If someone wants the power to tax people, regulate businesses, spend billions of dollars, and shape the future of the country, they should be willing to sit down and answer fair questions.
That is not persecution. That is the job.
Democracy Requires Adults
Canada’s democracy does not need panic. It needs maturity.
Citizens need to become more serious. Not obsessive, not cynical, not permanently outraged, but serious enough to vote, read, write letters, attend meetings, support local journalism, volunteer, join parties, ask better questions, and defend the rights of people they disagree with.
Politicians need to become more serious too. They need to stop treating criticism like extremism. They need to stop hiding behind mandates. They need to explain trade-offs, answer questions, and remember that public money is not government money. It is citizen labour converted into tax revenue and placed in trust.
Above all, public office requires humility.
A prime minister, premier, minister, MP, MLA, mayor, councillor, or chief does not own the authority they exercise. They borrow it from the people. That power should be exercised with seriousness, restraint, and respect.
A healthy democracy is not a country where everyone agrees. That is not democracy. That is a hostage video with better lighting. A healthy democracy is a country where disagreement is disciplined by facts, restrained by rights, informed by history, and aimed at the public good.
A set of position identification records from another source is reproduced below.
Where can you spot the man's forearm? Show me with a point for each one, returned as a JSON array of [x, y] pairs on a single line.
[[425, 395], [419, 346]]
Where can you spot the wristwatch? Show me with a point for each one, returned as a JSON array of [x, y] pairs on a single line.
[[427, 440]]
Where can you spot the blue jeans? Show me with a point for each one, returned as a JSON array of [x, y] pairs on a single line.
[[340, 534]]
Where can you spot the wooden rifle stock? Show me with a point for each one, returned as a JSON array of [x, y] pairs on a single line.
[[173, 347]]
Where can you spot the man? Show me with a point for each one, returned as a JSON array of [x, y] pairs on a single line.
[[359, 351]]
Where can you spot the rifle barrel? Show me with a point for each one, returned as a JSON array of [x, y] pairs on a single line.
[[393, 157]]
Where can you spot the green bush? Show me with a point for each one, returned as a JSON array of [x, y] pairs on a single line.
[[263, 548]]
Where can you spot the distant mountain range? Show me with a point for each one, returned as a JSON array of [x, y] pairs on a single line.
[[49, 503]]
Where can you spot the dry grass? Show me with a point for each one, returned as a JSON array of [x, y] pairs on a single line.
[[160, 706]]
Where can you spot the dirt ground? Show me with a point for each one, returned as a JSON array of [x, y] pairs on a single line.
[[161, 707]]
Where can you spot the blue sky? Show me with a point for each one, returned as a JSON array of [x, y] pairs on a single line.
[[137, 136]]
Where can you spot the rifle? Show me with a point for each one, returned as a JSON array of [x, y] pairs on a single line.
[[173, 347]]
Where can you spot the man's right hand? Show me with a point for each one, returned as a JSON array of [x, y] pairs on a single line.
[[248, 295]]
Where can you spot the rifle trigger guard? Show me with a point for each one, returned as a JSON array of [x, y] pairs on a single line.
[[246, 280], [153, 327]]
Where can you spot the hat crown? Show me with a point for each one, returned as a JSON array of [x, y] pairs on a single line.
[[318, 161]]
That is the Canada worth fighting for: not a country where the loudest faction wins, not a country where experts rule without consent, not a country where politicians hide behind talking points, and not a country where citizens retreat into cynicism.
Democracy is not just something we inherit. It is something we practice.
And if citizens stop practicing it, the people most interested in power will be very happy to practice it for us.


Wow Aaron, well said! Spot on, on many, many points.
JFK famously said in his inauguration address, “Ask not what your country can do for you—ask what you can do for your country.” We need more of that perspective both here and in the USA.